On the Department of Homeland Security’s plans to open a new private detention center in Texas for transgender detaineesIsa Noyola of the Transgender Law Center says:

“Authorities’ statement that one center will be safer than another doesn’t address that the system of detention is an act of violence on transgender people who came to this country fleeing it. DHS should stop its plan to open a new private facility in Texas and stop its practice of detaining us altogether. We do not simply want the violence committed by a corporation to be inflicted on us by the state.
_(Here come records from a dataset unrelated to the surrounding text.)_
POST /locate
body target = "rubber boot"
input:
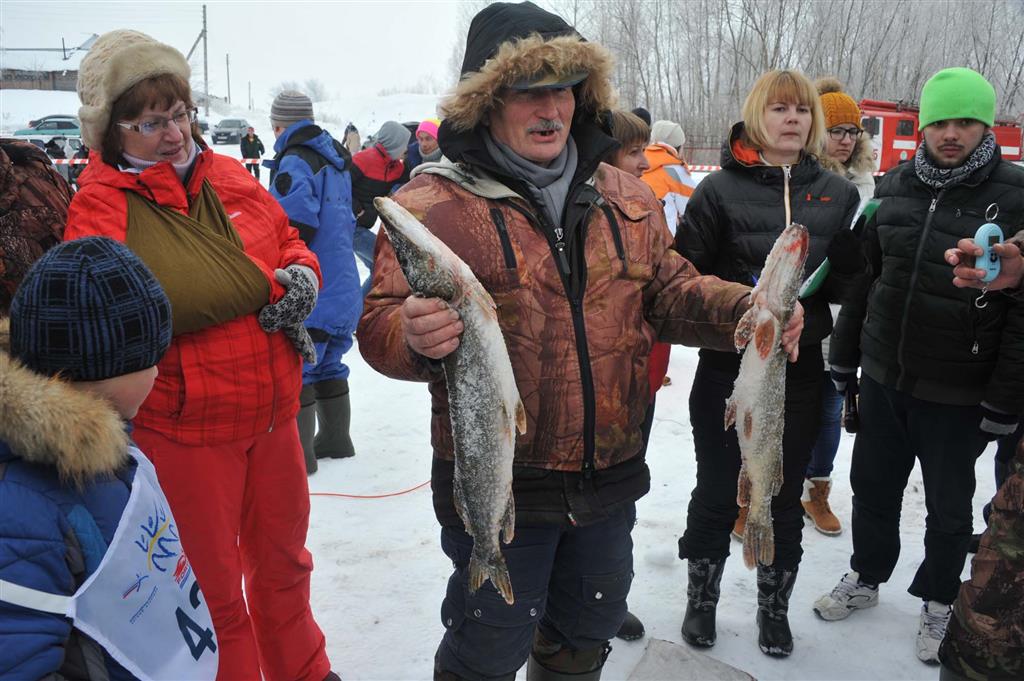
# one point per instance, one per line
(307, 426)
(632, 629)
(701, 600)
(552, 662)
(774, 588)
(335, 415)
We want transgender and LGBTQ to be free and for the systems that criminalize and cage us to be put to an end.”

In an article in Truthout, Dan Berger, author of Captive Nation: Black Prison Organizing in the Civil Rights Era, says,

“This is another example of a more symbolic prison reform, which is what the prison reforms of the last few years have been… It makes a difference to some people’s lives, but it is nowhere near the sweeping and realizable changes that are needed.”

Below, watch “Queer Liberation: No Prisons, No Borders,” a video addressing these issues, by BCRW Creative Director Hope Dector and BCRW Activist Fellow Dean Spade:

As Angélica Cházaro reminds us:

“Prison isn’t good for anyone and detention is prison. Prison is prison. Let’s end that.”